De algemene reserve kent geen geoormerkte bestanddelen en is daarmee geheel inzetbaar voor het afdekken van de financiële consequenties van risico’s. Bij het vaststellen van de Nota reserves 2012-2015 is voor de Algemene reserve een ondergrens bepaald van € 0,6 miljoen en een bovengrens van € 1,5 miljoen. Deze norm komt volgens de nieuwe waardering uit op ruim voldoende.

Weerstandsnorm

Ambitieniveau

De aan de Gemeenschappelijke Regeling deelnemende gemeenten staan er garant voor dat VRHM te allen tijde over voldoende middelen beschikt om aan de verplichtingen te kunnen voldoen (art. 51 GR VRHM). Daarmee is het weerstandsvermogen in principe altijd 100%. Maar VRHM heeft hierin ook een eigen verantwoordelijkheid en acht het vanuit normale bedrijfsvoering onwenselijk om telkens als zich een onverwachte tegenvaller voordoet, de deelnemende gemeenten aan te moeten spreken om financieel bij te springen.

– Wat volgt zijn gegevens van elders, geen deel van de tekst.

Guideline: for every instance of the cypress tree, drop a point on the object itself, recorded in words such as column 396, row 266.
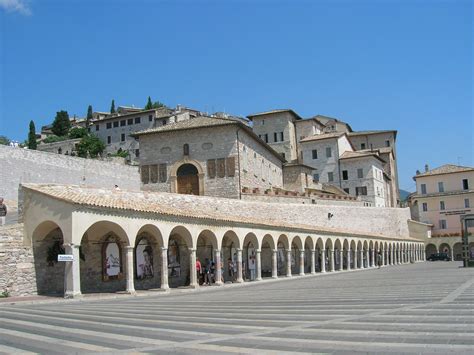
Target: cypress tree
column 32, row 136
column 149, row 104
column 89, row 116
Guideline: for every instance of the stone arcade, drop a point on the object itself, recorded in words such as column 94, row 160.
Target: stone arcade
column 125, row 241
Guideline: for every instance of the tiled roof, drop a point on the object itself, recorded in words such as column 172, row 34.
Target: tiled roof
column 275, row 111
column 200, row 207
column 318, row 137
column 198, row 122
column 446, row 169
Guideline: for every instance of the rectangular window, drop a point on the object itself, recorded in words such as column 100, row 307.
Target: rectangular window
column 330, row 177
column 440, row 186
column 345, row 175
column 423, row 189
column 328, row 152
column 443, row 224
column 465, row 184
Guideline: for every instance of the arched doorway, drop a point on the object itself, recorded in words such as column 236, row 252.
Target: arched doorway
column 188, row 179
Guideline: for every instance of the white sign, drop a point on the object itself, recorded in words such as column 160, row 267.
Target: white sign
column 65, row 257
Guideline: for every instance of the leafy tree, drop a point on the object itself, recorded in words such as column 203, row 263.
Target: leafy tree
column 77, row 132
column 90, row 146
column 32, row 136
column 4, row 140
column 61, row 124
column 89, row 116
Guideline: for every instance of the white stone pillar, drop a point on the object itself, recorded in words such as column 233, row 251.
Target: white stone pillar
column 193, row 282
column 341, row 260
column 288, row 263
column 72, row 272
column 258, row 260
column 274, row 264
column 129, row 269
column 218, row 263
column 361, row 259
column 323, row 260
column 331, row 261
column 348, row 257
column 164, row 269
column 301, row 262
column 239, row 266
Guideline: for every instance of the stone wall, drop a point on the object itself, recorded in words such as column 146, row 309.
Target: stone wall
column 17, row 275
column 24, row 165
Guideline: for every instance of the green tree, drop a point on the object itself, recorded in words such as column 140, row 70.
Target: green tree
column 32, row 136
column 89, row 116
column 61, row 124
column 90, row 146
column 77, row 132
column 149, row 104
column 4, row 140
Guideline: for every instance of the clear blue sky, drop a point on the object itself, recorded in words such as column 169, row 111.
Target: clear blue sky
column 403, row 65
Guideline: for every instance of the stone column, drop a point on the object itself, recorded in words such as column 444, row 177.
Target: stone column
column 164, row 269
column 331, row 260
column 313, row 262
column 323, row 260
column 72, row 273
column 193, row 282
column 361, row 259
column 258, row 256
column 301, row 262
column 129, row 269
column 348, row 257
column 288, row 263
column 274, row 264
column 239, row 266
column 341, row 260
column 218, row 263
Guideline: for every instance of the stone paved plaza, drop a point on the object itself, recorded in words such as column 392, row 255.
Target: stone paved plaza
column 414, row 308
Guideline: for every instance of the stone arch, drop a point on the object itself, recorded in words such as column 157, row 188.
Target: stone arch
column 48, row 242
column 174, row 174
column 147, row 257
column 103, row 257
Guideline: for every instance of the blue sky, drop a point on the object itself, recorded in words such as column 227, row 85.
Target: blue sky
column 403, row 65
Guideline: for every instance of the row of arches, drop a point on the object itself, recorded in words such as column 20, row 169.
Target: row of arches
column 109, row 258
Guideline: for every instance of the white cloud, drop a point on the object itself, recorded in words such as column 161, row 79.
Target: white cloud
column 20, row 6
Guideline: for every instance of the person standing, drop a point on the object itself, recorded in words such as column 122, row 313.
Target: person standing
column 3, row 212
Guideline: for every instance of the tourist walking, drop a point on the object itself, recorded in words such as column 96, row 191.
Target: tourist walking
column 3, row 212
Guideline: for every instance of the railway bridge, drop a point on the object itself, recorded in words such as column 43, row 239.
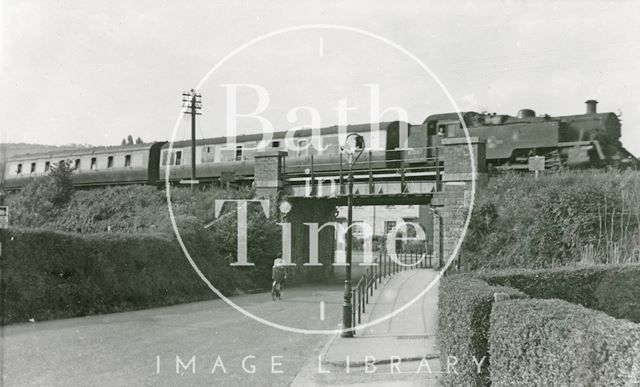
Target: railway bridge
column 440, row 183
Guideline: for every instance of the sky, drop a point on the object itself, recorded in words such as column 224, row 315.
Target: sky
column 96, row 71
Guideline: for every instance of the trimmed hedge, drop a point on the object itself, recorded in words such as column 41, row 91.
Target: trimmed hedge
column 555, row 343
column 48, row 275
column 612, row 289
column 464, row 309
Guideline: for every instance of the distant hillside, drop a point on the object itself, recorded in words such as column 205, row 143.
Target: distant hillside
column 22, row 148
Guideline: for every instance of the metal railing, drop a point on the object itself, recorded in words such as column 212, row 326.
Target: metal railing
column 384, row 267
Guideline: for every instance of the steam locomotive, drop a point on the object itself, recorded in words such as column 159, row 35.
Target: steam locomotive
column 588, row 140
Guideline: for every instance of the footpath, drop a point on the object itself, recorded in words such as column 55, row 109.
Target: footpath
column 399, row 351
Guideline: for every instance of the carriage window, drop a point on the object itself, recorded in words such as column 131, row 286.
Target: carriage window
column 302, row 150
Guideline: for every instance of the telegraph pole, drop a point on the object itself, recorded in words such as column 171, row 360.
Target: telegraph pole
column 193, row 103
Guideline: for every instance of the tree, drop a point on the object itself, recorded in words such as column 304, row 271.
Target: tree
column 43, row 198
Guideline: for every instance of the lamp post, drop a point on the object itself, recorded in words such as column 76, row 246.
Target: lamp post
column 347, row 306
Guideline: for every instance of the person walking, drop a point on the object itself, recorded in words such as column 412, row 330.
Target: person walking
column 278, row 275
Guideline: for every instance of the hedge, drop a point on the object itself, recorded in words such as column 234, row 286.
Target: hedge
column 555, row 343
column 48, row 274
column 612, row 289
column 464, row 308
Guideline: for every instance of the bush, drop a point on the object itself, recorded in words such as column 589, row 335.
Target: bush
column 612, row 289
column 555, row 343
column 59, row 275
column 464, row 308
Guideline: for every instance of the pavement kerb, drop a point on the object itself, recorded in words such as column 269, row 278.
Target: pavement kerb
column 365, row 319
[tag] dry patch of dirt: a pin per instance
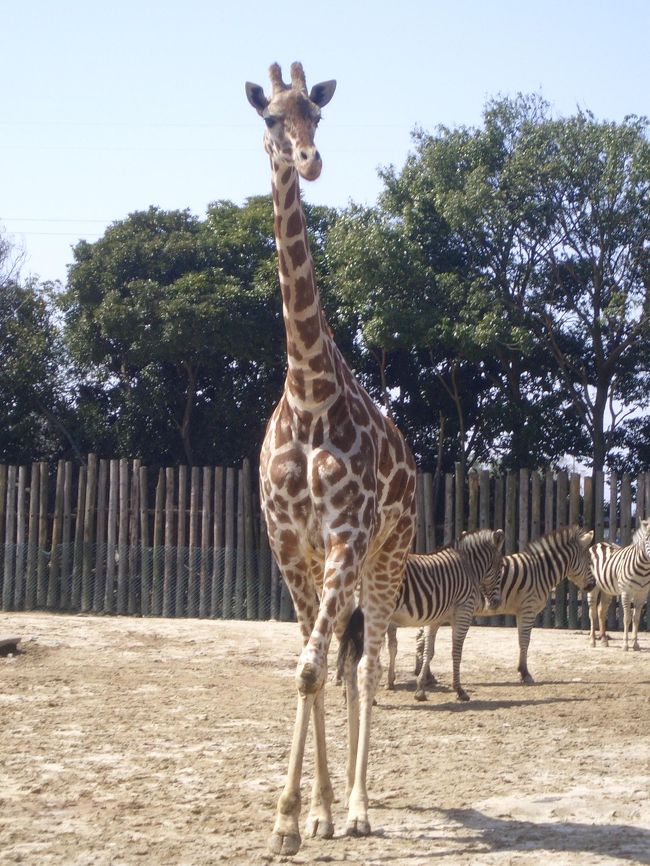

Daarom kiezen wij ervoor, zelf een zekere weerstandscapaciteit op te bouwen die afdoende dient te zijn om (de belangrijkste) onvoorziene tegenvallers op te kunnen vangen.

Relevante ontwikkelingen

De Veiligheidsdirectie van VRHM en het directieteam van BHM staan voor de huidige beleidsplanperiode (VRHM 2016-2019 c.q. BHM 2016-2018) opnieuw voor de uitdaging om een goed beeld te vormen over de mate waarin VRHM de risico’s op het gebied van de interne beheersing van de organisatie onder controle heeft.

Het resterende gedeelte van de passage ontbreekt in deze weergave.